The most typical drink, though, is tea (iced or hot) with evaporated milk and lots of sugar, otherwise known as "Hong Kong-style" milk tea or "pantyhose" tea. Lan Fong Yuen claims to have invented "pantyhose" tea, so named because the filter used to brew the tea (always Lipton, always looseleaf) looks a lot like pantyhose. As the video above (courtesy of Wokwithnana) shows, brewing a good cup of pantyhose tea is a practiced art/tradition. When in the U.S., I always crave milk tea, and I can never get a cup that tastes authentic.
While a cha tzan tang is where you'd go for a snack, to get a proper meal fast, you'd grab a fan hup at a roast place. There's practically one of these roast places on every corner -- you'll know these restaurants by the roast chicken, barbecue pork, and other roasted goodies hanging in the front window -- but the very best one is Tai Hing.
If instead of taking your meal to go in a fan hup, you choose to eat in, seating is no more comfortable and the service is no less brusque here than at the cha tzan tangs. You sit down at whatever seat is available, again sharing a table when necessary. You reach into the drawer on the side of the table to fetch a pair of chopsticks and a spoon, which you wash in the cup of weak tea that the server rudely shoves at you.

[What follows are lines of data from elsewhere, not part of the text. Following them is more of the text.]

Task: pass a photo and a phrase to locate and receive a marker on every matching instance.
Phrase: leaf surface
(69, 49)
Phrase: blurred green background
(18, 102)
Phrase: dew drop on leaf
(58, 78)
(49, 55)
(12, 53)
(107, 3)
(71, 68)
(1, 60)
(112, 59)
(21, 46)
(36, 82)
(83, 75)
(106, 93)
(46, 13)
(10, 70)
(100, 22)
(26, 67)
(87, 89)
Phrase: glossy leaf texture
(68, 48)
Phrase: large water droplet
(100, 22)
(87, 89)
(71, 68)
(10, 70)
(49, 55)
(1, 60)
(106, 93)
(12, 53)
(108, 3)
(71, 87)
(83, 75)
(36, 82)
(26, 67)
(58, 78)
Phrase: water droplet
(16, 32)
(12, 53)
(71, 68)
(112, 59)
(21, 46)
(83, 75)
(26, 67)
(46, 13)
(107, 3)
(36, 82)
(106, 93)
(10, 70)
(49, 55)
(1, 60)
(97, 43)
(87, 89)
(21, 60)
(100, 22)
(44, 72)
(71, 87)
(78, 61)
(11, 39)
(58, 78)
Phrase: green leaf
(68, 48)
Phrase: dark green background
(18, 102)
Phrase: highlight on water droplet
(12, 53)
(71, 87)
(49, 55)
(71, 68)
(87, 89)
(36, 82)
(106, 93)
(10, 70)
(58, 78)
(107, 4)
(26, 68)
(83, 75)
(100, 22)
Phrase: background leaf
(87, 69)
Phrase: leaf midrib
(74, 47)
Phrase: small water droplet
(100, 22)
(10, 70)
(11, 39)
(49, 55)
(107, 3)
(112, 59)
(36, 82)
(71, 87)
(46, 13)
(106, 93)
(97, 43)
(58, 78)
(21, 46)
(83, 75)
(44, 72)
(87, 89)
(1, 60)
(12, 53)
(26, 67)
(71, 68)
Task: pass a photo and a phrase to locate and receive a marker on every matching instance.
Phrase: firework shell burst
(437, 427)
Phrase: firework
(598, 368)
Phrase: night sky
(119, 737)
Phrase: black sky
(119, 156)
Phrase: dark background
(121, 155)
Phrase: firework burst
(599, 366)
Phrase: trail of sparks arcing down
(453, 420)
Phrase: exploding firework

Then you wait . . . for scarcely a minute . . . before a plate of awesomeness appears before you, like this plate of barbecue pork (cha siu) and crispy suckling pig (siu yok). At Tai Hing, you generally choose one type of starch (rice or glass noodles called lai fun) and pair it with two or three types of roasted meats.
And you finish your meal with -- what else? -- Hong Kong-style milk tea, for which Tai Hing has won awards. (Tai Hing is so serious about the taste of its tea that it never adds ice to the tea itself, but rather sets the cup in ice to keep it cool.)
I could use a large cup of that tea right now.
What do you crave when looking for "fast food"?